“one leaves the theatre with Shakespeare’s view of life as a tale told by an idiot, full of sound and fury signifying nothing, ringing in one’s ears…Sadly, that same technology conspires to keeps him from touching us on any human level — and that’s what theatre is all about finally.”
Nestruck notes that Des McAnuff’s direction of the of mistreated child “seems superficial and slight at a time when bullying is national news and shocking abuse scandals have exploded”. He adds “Only Jeremy Kushnier…finds both emotional and dramatic resonance.”
Ouzounian praises all the actors, including Jeremy Kushnier’s Captain Walker whose “struggle is deeply touching” and Steve Ross’ “complex, nearly tragic” Uncle Ernie..but concludes: “We want to touch the soul of the ’60s, not feel like we’re trapped in an ’80s rock video.”
Reid credits Markus for bringing “a humanity to the role [of Tommy]“, and Ross as Uncle Ernie who “makes the character believable by refusing to reduce him to a cardboard cut-out of the Bad Uncle”. However, he believed “The eye-popping digital technology might well be the star of the show.”
In Cushman’s review of multiple shows, Cushman called “Tommy” thrilling despite what he calls the “sickly piece of rock-hero mythology” libretto. He thought “The Three Musketeers” sacrificed humour for plot details.
Monaghan found “Markus is in fine voice, though like most of the performers — except maybe for Ross’ strangely sympathetic Uncle Ernie — he often feels like another part of the set design.” He concludes the production “grabs you from its first ear-splitting guitar note (a fun gimmick to start a show), but it isn’t especially rock ’n’ roll.”
Slotkin notes “There is not one surface on either a wall or prop that does not have a blinking, flashing light on it over which might be a projection or some other kind of distraction.” She found it difficult to engage with the hard working cast “because of all that flashing distraction.”
“Nolan is electric, blending the incredible vocal range we’ve come to expect from him with surprisingly impressive comedic ability and boundless energy. It’s hard to take your eyes off him (and those red doc martens) whenever he’s on the stage.”
“Surrounded by all this technical whizzbangery, Tommy feels cold, sterile, and devoid of heart. Most of the time, people seemed to be going through the motions, almost as if the actors’ primary concern was to get out of the way of the moving sets”.

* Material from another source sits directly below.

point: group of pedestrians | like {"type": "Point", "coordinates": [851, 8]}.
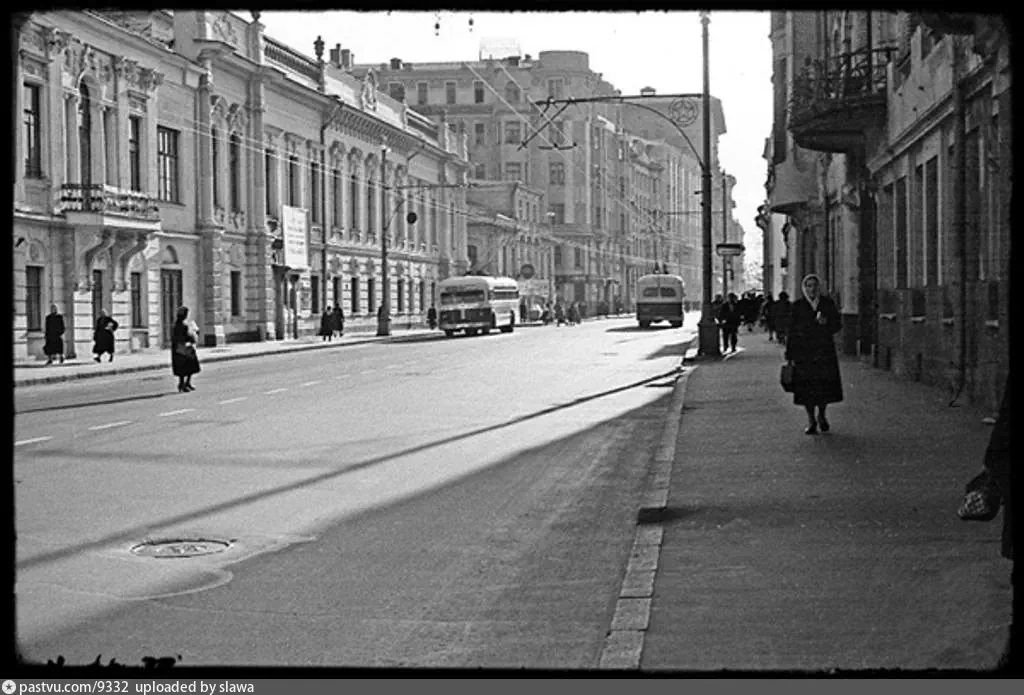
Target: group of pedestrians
{"type": "Point", "coordinates": [332, 322]}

Fischer finds common themes in the various productions he saw, including “Tommy”, “Fiddler on the Roof”, “Waiting For Godot” and a preview of “Taking Shakespeare”. He notes “Cimolino has succeeded, spectacularly — allowing plays written and set centuries apart to speak to each other and to us in new ways.”
Jones states “Taking Shakespeare” “feels like one of those contrived dramas written expressly to fill a slot”. He regards “Mary Stuart”, “Waiting for Godot” and “Blithe Spirit”. He gives kudos to Stewart, French and Hutton in “Fiddler on the Roof” and Kushnier and Nolan in “Tommy”.
Dale recognizes Tommy’s post-war storyline “still holds real power”, in “this annoying prefabricated age of instant celebrity (thank you reality TV),” stating “Townsend’s songs still pack that proverbial punch.”
Blogger Godfrey states Kushnier “must have been born to do rock opera…and Jewelle Blackman’s goose-bump-raising Gypsy channels the iconic Tina Turner.” Godfrey adds kudos to the “123 professionals working behind-the-scenes…who also deserve applause for the technological marvel that is Tommy.
“This was a spectacular production in terms of its multi-media effects, vivid costumes, world-class dancing and singing, and, if Pete Townshend’s music is to your taste, great playing out of the pit band and the state of the art sound system at the Avon.”
Alderson praises the cast, from an “excellent” Kushiner to a “charming” Rider-Shaw. “The ensemble has great energy, handling many costume changes and personas throughout the night. Wayne Cilento’s choreography is powerful, delivered by dynamic dancers.”
“…the team pushed the envelope much as they did the first time around. McAnuff makes the most of the technology available to him with enormous LED screens and automated set pieces, a scooter that zips across the stage and plenty of pinball machines…including one that tilts and whirls with fire and pyrotechnics. “
“With so much visual and audio stimulation, it’s a risk that the actors themselves could be lost amongst the technical wizardry. Thankfully, that doesn’t happen, as Tommy’s principle cast and talented chorus sweat under the lights to ensure they exude as much energy as the electrical magic surrounding them.”
Dorian regards “Fiddler on the Roof”, “Measure for Measure”, “Romeo and Juliet” and “Tommy”. He praises Feore’s “inspired direction and choreography” in “Fiddler on the Roof” and the “successful ensemble effort” in “Measure for Measure”. Dorian calls Topham “a luminous Juliet” and states “Cilento’s choreography is thrilling”.